Sistem sanitasi kerap berhubungan atau terkait dengan sistem-sistem lainnya sehingga muncul istilah sanitasi yang bervariasi seperti sanitasi berkelanjutan, sanitasi lingkungan, sanitasi setempat, sanitasi ekologis, sanitasi (toilet) kering, sanitasi total berbasis masyarakat, dan sanitasi darurat.
Sistem sanitasi mencakup pengumpulan, penyimpanan, pengangkutan, pengolahan, dan pembuangan atau penggunaan kembali kotoran (baik manusia atau hewan) dan air limbah (baik yang berasal dari rumah tangga, industri, atau pertanian). Saat digunakan kembali, pengelola sistem sanitasi dapat berfokus pada nutrisi, air, energi, atau bahan organik yang terkandung dalam kotoran dan air limbah. Hal ini disebut sebagai "rantai nilai sanitasi" atau "ekonomi sanitasi". Orang-orang yang bertanggung jawab untuk membersihkan, memelihara, atau mengoperasikan teknologi sanitasi pada setiap langkah rantai sanitasi disebut sebagai pekerja sanitasi.
Hubungan sanitasi dan kesehatan
Sanitasi memiliki hubungan yang erat dengan bidang kesehatan. Sarana dan prasarana sanitasi yang tidak layak dapat berpengaruh pada penyebaran penyakit seperti diare dan kolera melalui beberapa jalur penularan yang dikenal dengan 5F. Jalur penularan tersebut adalah dari Feces(kotoran manusia) masuk ke pencernaan manusia melalui 1) Fluids (air atau cairan), 2) Fields (tanah), 3) Flies (lalat), 4) Fingers (tangan), dan 5) Foods(makanan).
Badan kesehatan dunia menyatakan bahwa sanitasi dan mencuci tangan dengan sabun dapat mengurangi angka kesakitan diare sebanyak 37,5% dan 35%. Beberapa studi juga menunjukkan terdapat hubungan yang bermakna antara sanitasi dan kasus diare pada anak. Intervensi sanitasi dapat menurunkan kejadian diare pada balita sebesar 12,9%. Angka ini lebih tinggi apabila dibandingkan dengan intervensi air bersih yang hanya mencapai 7,3%. Dampak dari intervensi sanitasi sayangnya tidak terlihat dalam jangka waktu singkat. Kurangnya sarana dan prasarana sanitasi juga berdampak pada masalah kesehatan lainnya seperti infeksi trakhoma dan kecacingan.

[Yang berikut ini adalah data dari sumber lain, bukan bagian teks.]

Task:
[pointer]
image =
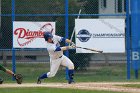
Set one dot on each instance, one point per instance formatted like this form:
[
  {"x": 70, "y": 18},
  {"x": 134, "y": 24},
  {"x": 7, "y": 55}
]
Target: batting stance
[
  {"x": 18, "y": 77},
  {"x": 56, "y": 56}
]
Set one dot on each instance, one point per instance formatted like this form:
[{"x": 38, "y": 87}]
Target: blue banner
[{"x": 135, "y": 33}]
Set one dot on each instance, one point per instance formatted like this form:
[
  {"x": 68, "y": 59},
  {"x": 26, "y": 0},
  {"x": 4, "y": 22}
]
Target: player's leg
[
  {"x": 54, "y": 66},
  {"x": 68, "y": 63}
]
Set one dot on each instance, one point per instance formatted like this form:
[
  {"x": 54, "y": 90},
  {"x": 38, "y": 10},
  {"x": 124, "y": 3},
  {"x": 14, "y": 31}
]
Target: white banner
[
  {"x": 107, "y": 35},
  {"x": 30, "y": 34}
]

Di samping dampak langsung pada kesehatan, kurangnya akses terhadap sarana sanitasi dapat secara tidak langsung berdampak pada kesehatan ibu dan anak dan kasus kekurangan gizi pada anak. Dampak tidak langsung lainnya adalah kesulitan bagi kaum perempuan terkait dengan upaya mendapatkan privasi dan layanan higiene menstruasi (haid bulanan), yang juga berdampak pada tingkat kehadiran siswa perempuan di sekolah.
Hubungan sanitasi dan air
Air dan sanitasi merupakan komponen vital dalam kehidupan. Lingkungan akan menjadi kotor, pepohonan akan musnah, dan persediaan air secara alami akan berkurang kuantitas dan kualitasnya jika sanitasi tidak diperbaiki. Terdapat hubungan yang erat antara masalah sanitasi dan penyediaan air, di mana sanitasi berhubungan langsung dengan:
Kondisi sanitasi di Indonesia
Hingga 2018, masih ada 25 juta penduduk Indonesia yang melakukan praktik buang air besar sembarangan (BABS). Mereka yang melakukan praktik tidak sehat ini kebanyakan berasal dari kelas ekonomi bawah dan juga yang paling terdampak dari kondisi sanitasi yang buruk ini.